Kickstarter, the US-based crowd funder which has garnered more than US$1 billion in pledges, has a success rate of about 44 percent. Last year 3 million people pledged US$480 million, or US$1.3 million a day, on its website, according to its own data. Of 198 New Zealand-based projects listed on the site, 103 had been unsuccessful or cancelled, 24 were in the process of fundraising and 71 had secured funding, a success rate of 35 percent for kiwi projects.

“We know from experience in the UK that 25 percent of pitches that actually get to Crowdcube actually get activated on the platform, and of that about 25 percent actually get funded, so you’re probably talking about 8-and-a-quarter-bit percent that actually get funded of those looking for funding,” Wallace said.
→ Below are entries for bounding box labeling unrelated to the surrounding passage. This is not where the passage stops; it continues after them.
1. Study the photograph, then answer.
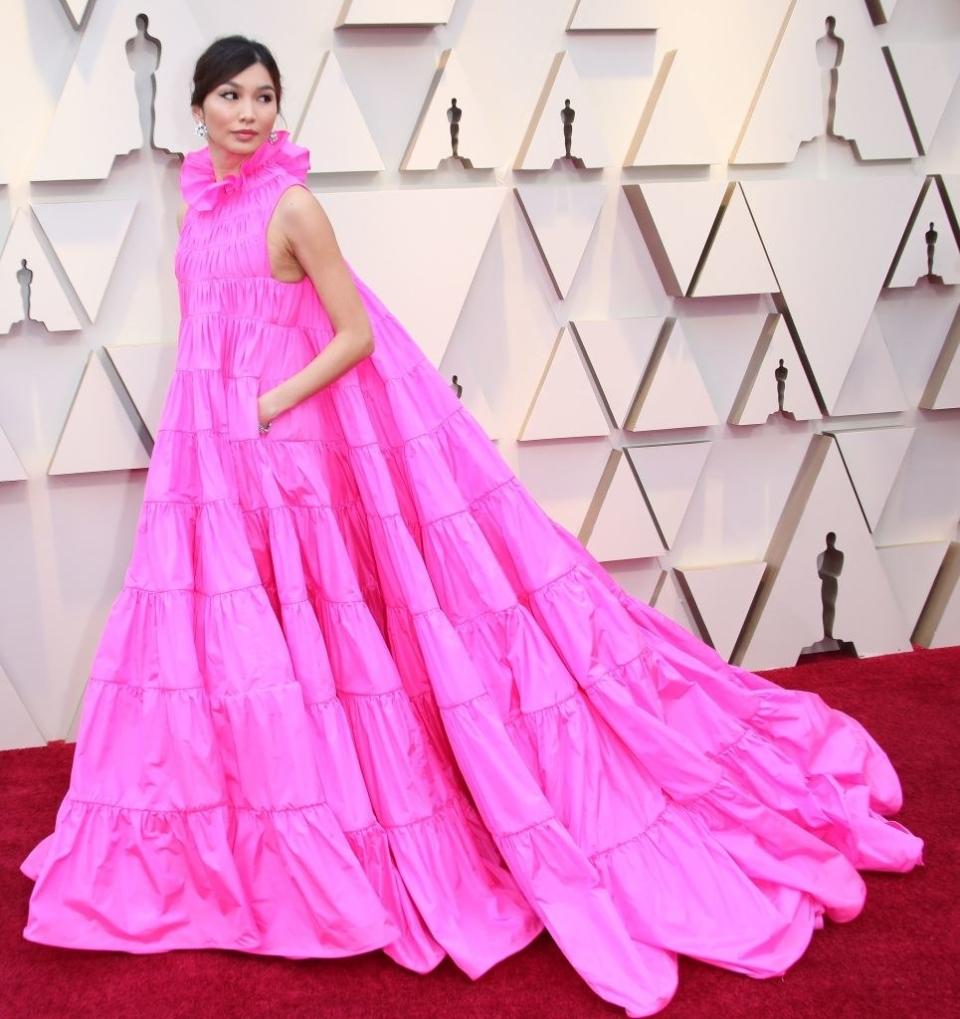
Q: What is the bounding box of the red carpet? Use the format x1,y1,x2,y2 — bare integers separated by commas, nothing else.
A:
0,648,960,1019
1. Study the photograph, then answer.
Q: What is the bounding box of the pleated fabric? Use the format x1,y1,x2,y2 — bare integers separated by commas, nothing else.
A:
21,131,923,1016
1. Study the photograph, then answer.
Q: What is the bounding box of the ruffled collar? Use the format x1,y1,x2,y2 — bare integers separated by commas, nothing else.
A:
180,130,310,209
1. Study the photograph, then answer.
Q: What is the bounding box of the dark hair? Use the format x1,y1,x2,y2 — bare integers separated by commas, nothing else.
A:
190,36,282,113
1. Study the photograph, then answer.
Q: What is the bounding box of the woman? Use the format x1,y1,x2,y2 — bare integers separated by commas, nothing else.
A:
22,37,922,1015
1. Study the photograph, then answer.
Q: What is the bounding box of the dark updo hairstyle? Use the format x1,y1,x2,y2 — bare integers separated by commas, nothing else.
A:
190,36,282,113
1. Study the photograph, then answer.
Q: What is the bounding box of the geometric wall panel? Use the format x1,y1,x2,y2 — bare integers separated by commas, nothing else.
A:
299,50,385,173
728,313,820,425
675,562,765,661
104,343,176,438
33,199,137,322
624,442,711,554
919,307,960,411
689,181,780,298
570,318,663,428
567,0,662,32
63,0,91,29
731,0,917,162
581,449,664,562
516,436,610,541
623,180,728,298
625,318,717,432
742,175,923,412
916,541,960,647
624,50,723,166
737,435,911,672
514,50,609,170
0,428,26,482
826,427,916,531
831,314,909,418
401,50,500,170
0,209,81,333
314,186,510,367
886,177,960,286
876,541,950,632
36,0,210,180
650,570,705,640
518,326,609,441
0,665,47,750
885,42,960,155
514,182,606,298
47,351,150,475
336,0,457,29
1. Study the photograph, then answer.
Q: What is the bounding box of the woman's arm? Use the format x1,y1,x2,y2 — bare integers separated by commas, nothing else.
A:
258,187,374,424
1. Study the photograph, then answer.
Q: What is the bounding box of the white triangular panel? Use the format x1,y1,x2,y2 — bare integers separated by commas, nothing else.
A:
626,320,717,432
919,308,960,411
514,182,606,298
728,314,820,425
876,541,950,631
34,199,137,322
0,428,26,482
889,40,960,152
624,180,727,298
887,180,960,286
0,666,47,750
64,0,91,29
573,318,663,428
914,541,960,647
742,174,922,412
518,326,609,441
104,343,176,438
871,0,898,24
832,315,908,418
586,450,665,562
514,51,610,170
677,562,766,661
401,50,500,170
297,50,384,173
37,0,210,180
731,0,917,163
47,352,150,474
624,442,710,547
567,0,662,32
831,427,916,531
315,187,509,366
0,209,81,333
624,50,724,166
690,184,780,298
739,435,911,672
336,0,457,29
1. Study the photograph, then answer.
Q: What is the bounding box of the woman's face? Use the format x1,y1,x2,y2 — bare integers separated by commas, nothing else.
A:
194,63,277,157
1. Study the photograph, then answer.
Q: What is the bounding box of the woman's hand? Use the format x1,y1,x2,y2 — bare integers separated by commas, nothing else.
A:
257,388,286,425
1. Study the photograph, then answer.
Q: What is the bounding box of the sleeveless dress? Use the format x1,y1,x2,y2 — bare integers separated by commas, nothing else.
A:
21,131,923,1016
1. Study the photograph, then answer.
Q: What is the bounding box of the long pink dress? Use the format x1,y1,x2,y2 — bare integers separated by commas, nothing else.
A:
21,131,923,1016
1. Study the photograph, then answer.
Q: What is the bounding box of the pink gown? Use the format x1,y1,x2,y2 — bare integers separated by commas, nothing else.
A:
21,131,923,1016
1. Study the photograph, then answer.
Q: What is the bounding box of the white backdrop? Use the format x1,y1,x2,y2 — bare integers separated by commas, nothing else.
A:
0,0,960,747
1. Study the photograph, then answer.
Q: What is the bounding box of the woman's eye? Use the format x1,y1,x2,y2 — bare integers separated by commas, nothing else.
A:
220,89,273,103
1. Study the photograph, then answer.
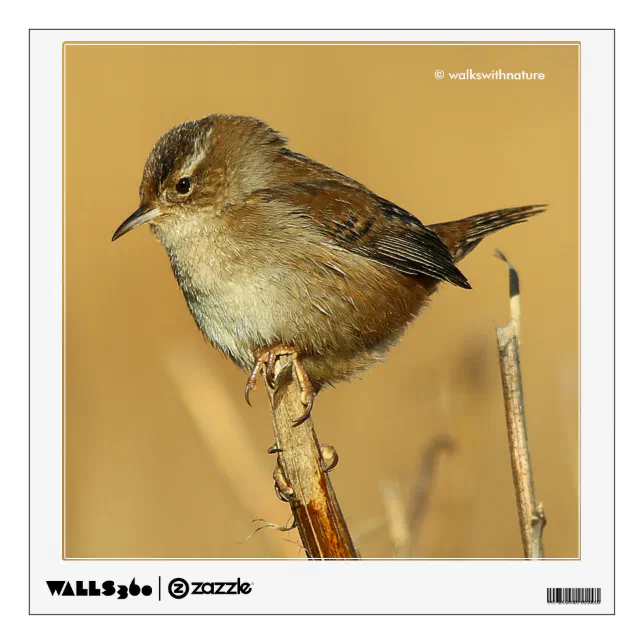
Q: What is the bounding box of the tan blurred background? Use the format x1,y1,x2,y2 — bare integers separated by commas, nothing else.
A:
64,45,579,558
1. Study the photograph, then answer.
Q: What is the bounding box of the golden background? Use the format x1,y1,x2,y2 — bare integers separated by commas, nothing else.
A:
64,45,579,557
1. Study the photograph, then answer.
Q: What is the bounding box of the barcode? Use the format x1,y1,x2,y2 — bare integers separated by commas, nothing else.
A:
547,588,602,604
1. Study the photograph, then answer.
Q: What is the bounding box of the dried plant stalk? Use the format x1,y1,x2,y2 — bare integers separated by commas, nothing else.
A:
266,358,359,559
496,250,546,559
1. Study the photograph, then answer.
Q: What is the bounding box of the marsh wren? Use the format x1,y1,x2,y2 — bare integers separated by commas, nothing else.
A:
112,114,544,424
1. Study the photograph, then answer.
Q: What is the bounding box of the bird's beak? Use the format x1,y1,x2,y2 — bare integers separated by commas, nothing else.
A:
112,206,161,241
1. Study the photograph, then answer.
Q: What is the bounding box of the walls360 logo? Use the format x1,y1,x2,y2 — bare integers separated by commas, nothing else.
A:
47,579,152,599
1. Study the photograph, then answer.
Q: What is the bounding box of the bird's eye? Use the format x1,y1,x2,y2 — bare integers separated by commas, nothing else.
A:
175,177,192,195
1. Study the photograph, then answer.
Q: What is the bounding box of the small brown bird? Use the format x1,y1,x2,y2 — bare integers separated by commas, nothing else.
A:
112,114,544,424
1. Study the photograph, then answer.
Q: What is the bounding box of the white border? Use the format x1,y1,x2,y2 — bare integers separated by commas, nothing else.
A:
30,31,613,613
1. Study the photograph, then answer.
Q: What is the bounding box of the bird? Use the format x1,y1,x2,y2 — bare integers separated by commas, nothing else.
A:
112,114,545,425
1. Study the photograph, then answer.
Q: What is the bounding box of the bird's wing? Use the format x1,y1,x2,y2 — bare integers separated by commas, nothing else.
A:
250,181,470,288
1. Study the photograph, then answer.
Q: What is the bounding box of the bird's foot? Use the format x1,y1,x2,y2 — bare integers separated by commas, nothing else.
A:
244,344,315,427
320,444,340,473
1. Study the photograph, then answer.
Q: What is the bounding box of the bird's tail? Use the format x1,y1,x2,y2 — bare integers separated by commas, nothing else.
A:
429,205,546,263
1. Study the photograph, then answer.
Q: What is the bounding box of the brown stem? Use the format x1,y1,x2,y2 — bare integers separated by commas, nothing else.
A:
266,358,360,559
496,251,546,559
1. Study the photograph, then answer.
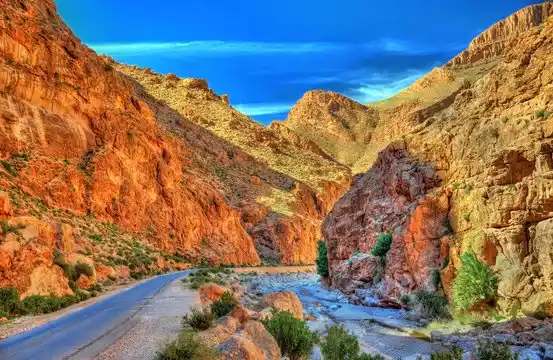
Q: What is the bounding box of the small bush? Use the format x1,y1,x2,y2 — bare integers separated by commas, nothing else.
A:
155,331,220,360
476,339,518,360
415,291,451,319
315,240,329,277
0,160,17,177
371,233,392,257
355,353,385,360
430,346,463,360
0,288,20,315
0,220,26,235
211,291,238,319
453,251,497,310
182,307,215,330
432,269,442,289
263,311,317,360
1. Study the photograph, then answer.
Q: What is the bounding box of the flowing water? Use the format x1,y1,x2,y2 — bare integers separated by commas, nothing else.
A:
251,273,444,359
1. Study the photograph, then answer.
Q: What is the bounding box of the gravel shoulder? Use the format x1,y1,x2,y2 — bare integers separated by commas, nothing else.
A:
0,280,138,340
94,279,200,360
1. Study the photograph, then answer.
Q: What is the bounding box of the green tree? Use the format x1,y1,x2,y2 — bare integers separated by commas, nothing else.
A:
453,251,497,310
371,233,392,257
315,240,329,277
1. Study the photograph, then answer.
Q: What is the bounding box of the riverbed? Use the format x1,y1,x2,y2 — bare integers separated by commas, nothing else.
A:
247,273,444,359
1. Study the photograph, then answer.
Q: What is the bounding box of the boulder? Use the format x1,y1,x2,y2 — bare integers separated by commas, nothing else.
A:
230,305,252,323
0,192,13,219
219,335,265,360
200,316,240,344
263,291,303,319
240,321,281,360
199,283,229,305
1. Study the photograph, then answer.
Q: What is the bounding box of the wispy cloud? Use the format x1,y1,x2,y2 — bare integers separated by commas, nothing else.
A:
89,41,343,56
347,70,428,104
88,39,460,56
233,103,294,116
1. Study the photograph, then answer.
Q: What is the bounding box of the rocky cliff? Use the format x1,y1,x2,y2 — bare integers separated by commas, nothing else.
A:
0,0,350,294
323,3,553,311
446,2,553,67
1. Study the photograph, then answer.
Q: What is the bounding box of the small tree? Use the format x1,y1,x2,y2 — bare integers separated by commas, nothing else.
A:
371,233,392,257
453,251,497,310
315,240,329,277
263,310,317,360
211,291,238,319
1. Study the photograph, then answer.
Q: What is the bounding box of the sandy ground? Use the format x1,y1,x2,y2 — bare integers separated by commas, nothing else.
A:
0,281,140,340
94,280,200,360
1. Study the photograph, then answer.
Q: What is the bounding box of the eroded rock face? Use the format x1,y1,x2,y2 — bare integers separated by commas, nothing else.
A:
446,2,553,66
324,9,553,312
0,1,259,264
323,143,442,295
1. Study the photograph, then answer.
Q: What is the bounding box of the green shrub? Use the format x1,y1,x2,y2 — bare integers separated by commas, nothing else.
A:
182,307,215,330
453,251,497,310
0,160,17,177
371,233,392,257
0,220,27,235
476,339,518,360
211,291,238,318
0,288,20,315
75,263,94,280
355,353,385,360
263,311,317,360
415,291,451,319
432,269,441,289
155,331,220,360
315,240,329,277
430,346,463,360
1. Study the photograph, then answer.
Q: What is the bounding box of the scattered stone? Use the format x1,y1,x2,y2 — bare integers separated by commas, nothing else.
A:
263,291,303,319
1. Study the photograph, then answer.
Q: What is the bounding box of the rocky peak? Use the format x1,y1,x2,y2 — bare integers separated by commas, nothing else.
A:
284,90,378,166
446,2,553,67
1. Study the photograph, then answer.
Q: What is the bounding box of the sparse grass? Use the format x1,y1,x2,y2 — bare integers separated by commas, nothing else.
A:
182,307,215,331
321,325,384,360
155,331,220,360
0,288,92,317
211,291,239,318
476,339,519,360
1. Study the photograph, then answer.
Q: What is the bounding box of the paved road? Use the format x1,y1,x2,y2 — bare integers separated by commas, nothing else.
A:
0,271,188,360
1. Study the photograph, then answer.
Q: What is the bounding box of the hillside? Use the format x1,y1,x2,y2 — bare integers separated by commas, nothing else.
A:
0,0,350,295
323,3,553,311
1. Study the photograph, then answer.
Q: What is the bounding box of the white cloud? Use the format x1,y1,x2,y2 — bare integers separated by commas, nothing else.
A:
89,41,343,56
233,103,294,116
348,70,428,104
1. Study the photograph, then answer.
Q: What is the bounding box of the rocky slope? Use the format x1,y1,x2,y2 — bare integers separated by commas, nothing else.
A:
0,0,350,294
116,65,351,264
323,3,553,311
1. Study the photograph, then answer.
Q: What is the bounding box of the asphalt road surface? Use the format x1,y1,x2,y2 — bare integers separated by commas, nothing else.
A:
0,271,188,360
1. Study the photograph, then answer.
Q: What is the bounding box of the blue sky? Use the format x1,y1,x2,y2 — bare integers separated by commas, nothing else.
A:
57,0,536,123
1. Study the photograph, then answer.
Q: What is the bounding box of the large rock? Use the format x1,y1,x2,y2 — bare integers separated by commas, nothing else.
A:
263,291,303,319
240,321,281,360
198,283,230,304
219,335,266,360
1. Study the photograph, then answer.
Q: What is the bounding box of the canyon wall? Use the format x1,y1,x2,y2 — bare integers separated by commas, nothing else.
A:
0,0,351,296
323,3,553,311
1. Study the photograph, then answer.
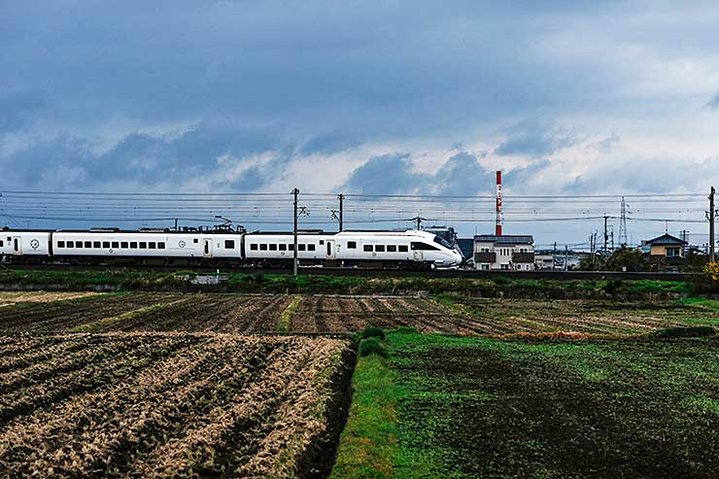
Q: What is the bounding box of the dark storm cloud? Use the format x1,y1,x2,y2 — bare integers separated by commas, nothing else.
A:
343,151,551,195
494,118,575,157
343,153,428,195
0,0,620,141
431,152,494,195
0,124,294,190
300,131,360,155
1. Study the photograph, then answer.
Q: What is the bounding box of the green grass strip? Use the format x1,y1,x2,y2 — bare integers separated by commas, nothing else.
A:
330,354,399,479
277,294,302,333
69,299,178,333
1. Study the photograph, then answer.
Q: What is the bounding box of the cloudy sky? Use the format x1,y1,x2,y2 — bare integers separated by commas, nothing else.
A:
0,0,719,244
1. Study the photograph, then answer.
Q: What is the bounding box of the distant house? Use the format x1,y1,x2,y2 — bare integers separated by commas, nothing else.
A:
457,238,474,261
534,249,586,271
474,235,534,271
642,233,687,260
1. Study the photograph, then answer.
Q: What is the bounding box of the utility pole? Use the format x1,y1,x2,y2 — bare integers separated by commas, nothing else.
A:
706,186,717,263
604,215,609,254
337,193,345,233
292,188,300,276
619,196,627,246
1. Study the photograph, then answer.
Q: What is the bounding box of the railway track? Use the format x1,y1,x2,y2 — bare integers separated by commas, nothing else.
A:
0,264,696,281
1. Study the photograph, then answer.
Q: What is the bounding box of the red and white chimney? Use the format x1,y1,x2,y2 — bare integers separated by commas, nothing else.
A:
494,170,502,236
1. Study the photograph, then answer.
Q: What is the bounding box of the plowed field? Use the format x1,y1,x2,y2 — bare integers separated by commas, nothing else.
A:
0,293,719,335
0,291,96,308
0,333,350,477
292,296,484,333
444,298,719,334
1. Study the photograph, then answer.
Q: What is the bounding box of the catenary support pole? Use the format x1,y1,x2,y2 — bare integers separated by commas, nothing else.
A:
337,193,345,233
292,188,300,276
707,186,717,263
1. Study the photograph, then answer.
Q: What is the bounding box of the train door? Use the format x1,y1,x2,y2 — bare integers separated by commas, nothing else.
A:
202,238,212,258
325,240,337,259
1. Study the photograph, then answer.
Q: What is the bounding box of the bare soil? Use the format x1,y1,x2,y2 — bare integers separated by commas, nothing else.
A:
0,333,350,477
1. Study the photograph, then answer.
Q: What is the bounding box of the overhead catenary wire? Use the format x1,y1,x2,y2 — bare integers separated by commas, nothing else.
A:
0,190,705,248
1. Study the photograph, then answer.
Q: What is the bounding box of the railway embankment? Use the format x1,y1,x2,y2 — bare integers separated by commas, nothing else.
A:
0,268,696,300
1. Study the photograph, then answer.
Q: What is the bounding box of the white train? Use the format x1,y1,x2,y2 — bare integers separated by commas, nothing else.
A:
0,228,463,268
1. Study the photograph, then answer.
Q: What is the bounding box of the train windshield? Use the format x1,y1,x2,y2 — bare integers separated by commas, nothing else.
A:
434,235,453,249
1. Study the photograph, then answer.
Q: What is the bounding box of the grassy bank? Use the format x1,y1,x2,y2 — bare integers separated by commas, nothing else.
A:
333,331,719,478
0,268,691,299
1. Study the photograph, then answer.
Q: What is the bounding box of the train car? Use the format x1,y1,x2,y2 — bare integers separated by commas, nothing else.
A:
52,229,242,265
244,230,463,268
0,228,52,263
0,228,462,268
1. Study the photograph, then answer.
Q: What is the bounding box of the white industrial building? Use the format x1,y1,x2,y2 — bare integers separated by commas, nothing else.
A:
474,235,534,271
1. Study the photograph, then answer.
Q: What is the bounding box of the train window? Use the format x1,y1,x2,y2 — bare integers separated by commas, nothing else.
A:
410,241,439,251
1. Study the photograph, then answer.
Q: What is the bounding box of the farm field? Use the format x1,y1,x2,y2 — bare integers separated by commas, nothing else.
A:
437,296,719,335
332,330,719,478
0,333,352,477
0,291,96,308
0,292,719,335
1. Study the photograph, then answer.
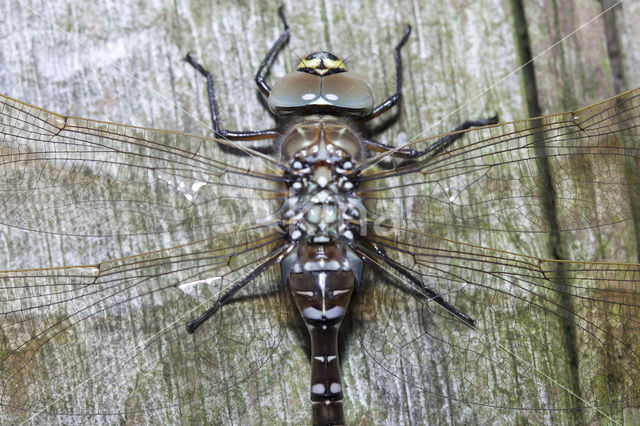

Wellington-based crowd funder PledgeMe is another group planning to add equity-based crowd funding. The platform has been operating for the past two years and claims a 49 percent success rate, having raised more than $2.5 million for some 560 projects. Auckland-based Snowball Effect says it has 11 companies looking to raise funds through its platform.

The FMA says the purpose of licensing is to ensure members of the public are given all the information they’re entitled to in the absence of a requirement for a prospectus.

“The real focus of licensing the intermediaries is to make sure the customer gets real clarity over what the risks are, so it’s not necessarily that they’re reducing the risks, but making sure that there is a transparent disclosure of the risks,” said Colin Magee a senior FMA adviser. “It might be that there isn’t much information, but as long as it is clear what information there is and isn’t that’s sort of the job of that licensed intermediary.”

Equity crowd funders would typically earn their fee from a percentage of the capital raised, meaning they get nothing if the offer doesn’t meet its target.

Armillary’s Wallace says its platform plans to restrict who it will accept and expects to successfully raise funds for six or seven companies a year.

Auckland-based MeMini, a wearable camera developer, raised US$94,300 on Kickstarter in February, exceeding its US$50,000 goal. Co-founder Sam Lee said he will follow equity crowd funding closely, but wasn’t sure if his business would use it to raise more capital.

“Reward-based crowd funding is a great way to get seed money and to validate your concept and idea without having to actually go to market with a product,” Lee said.

Queenstown camera company Syrp used Kickstarter in June 2012 to raise US$636,766, surpassing its US$150,000 target, for its Genie time lapse camera. Wellington-based Loomio, the makers of an app which facilitates online decision making and is part of the Enspiral Foundation, last week raised US$124,509, surpassing their US$100,00 goal using CrowdtiltOpen, a San Francisco-based crowd fund website.